WUSA (1970): Paul Newman’s Downbeat Film Was Ahead Of It’s Time

WUSA was Paul Newman’s follow-up to the highly successful BUTCH CASSIDY AND THE SUNDANCE KID and was a complete 180 compared to that film. It was also one of his biggest flops and today it’s easy to see why. The film was way ahead of its time not only in its portrayal of the nature of right wing radio but in it’s use of unsympathetic, self-centered, and amoral characters led by Newman who emerge unscathed while the inherently good characters played by Joanne Woodward and Anthony Perkins suffer for their goodness.

The script by Robert Stone of DOG SOLDIERS fame (made into the movie WHO’LL STOP THE RAIN? a few years later) brilliantly captures the apathy and the disillusionment of the country after the deaths of Martin Luther King and Robert Kennedy two years earlier. Unlike MAS*H which came out the same year, there is not an ounce of comedy in WUSA and that’s what makes it so difficult to accept. It’s cynical look at the effects of looking the other way was just too much for audiences in 1970. Today it looks like a prophetic period piece.

Paul Newman plays a drifter who winds up in New Orleans and gets a job at a right wing radio station appropriately called WUSA. He doesn’t believe the stuff they preach, it’s just a job to him, a way to keep him in drinking money. He takes up with down and out floozie Joanne Woodward and encounters Peace Corps dropout Anthony Perkins who doesn’t realize that’s he being used by the right wing powers that he despises. In addition to those three, WUSA has a strong supporting cast of capable players including Pat Hingle, Robert Quarry, Moses Gunn, and Laurence Harvey as a fake preacher.

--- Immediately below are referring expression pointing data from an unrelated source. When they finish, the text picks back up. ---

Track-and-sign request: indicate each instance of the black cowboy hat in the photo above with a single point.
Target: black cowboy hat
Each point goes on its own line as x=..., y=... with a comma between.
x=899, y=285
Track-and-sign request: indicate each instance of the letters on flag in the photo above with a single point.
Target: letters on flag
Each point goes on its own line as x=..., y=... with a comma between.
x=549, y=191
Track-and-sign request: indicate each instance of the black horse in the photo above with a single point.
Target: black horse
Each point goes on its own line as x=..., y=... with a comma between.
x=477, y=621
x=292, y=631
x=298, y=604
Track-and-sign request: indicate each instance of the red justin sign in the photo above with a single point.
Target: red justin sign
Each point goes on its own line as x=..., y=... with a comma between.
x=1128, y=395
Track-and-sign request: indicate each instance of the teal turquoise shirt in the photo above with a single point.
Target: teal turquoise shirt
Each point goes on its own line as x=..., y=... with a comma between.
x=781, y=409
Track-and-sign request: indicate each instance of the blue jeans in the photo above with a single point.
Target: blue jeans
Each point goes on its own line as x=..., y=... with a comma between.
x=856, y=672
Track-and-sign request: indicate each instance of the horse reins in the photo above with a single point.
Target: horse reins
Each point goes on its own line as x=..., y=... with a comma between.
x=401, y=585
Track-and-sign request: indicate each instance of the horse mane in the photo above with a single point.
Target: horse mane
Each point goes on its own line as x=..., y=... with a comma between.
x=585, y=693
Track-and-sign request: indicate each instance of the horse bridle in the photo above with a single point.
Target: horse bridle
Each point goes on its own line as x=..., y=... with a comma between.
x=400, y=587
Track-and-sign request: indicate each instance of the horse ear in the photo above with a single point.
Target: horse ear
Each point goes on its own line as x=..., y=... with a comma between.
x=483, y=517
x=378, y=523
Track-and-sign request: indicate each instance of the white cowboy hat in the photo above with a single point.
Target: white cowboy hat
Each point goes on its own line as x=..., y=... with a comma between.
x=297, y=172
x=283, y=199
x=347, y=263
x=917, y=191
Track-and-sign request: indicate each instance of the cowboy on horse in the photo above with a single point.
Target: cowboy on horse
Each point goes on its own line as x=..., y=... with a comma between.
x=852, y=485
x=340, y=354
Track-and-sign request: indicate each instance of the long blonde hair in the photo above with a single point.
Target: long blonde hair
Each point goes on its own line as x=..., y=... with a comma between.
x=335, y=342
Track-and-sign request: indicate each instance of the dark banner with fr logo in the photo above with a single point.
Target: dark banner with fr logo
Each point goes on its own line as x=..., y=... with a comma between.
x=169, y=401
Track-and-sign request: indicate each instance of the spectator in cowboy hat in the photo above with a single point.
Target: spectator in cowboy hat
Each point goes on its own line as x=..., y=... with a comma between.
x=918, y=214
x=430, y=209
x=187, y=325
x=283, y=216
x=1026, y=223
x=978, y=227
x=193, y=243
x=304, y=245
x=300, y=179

In later years Newman felt that the film failed from lack of studio support and because it wasn’t political enough. He was half right. Paramount hated the movie and did little to promote WUSA but the film makes a powerful statement even if it’s a downbeat one. It’s much easier to appreciate the film today than when it came out 40 years ago. This is its first ever appearance on home video of any kind. Thanks to Olive Films for making it available since Paramount wouldn’t release it on their own.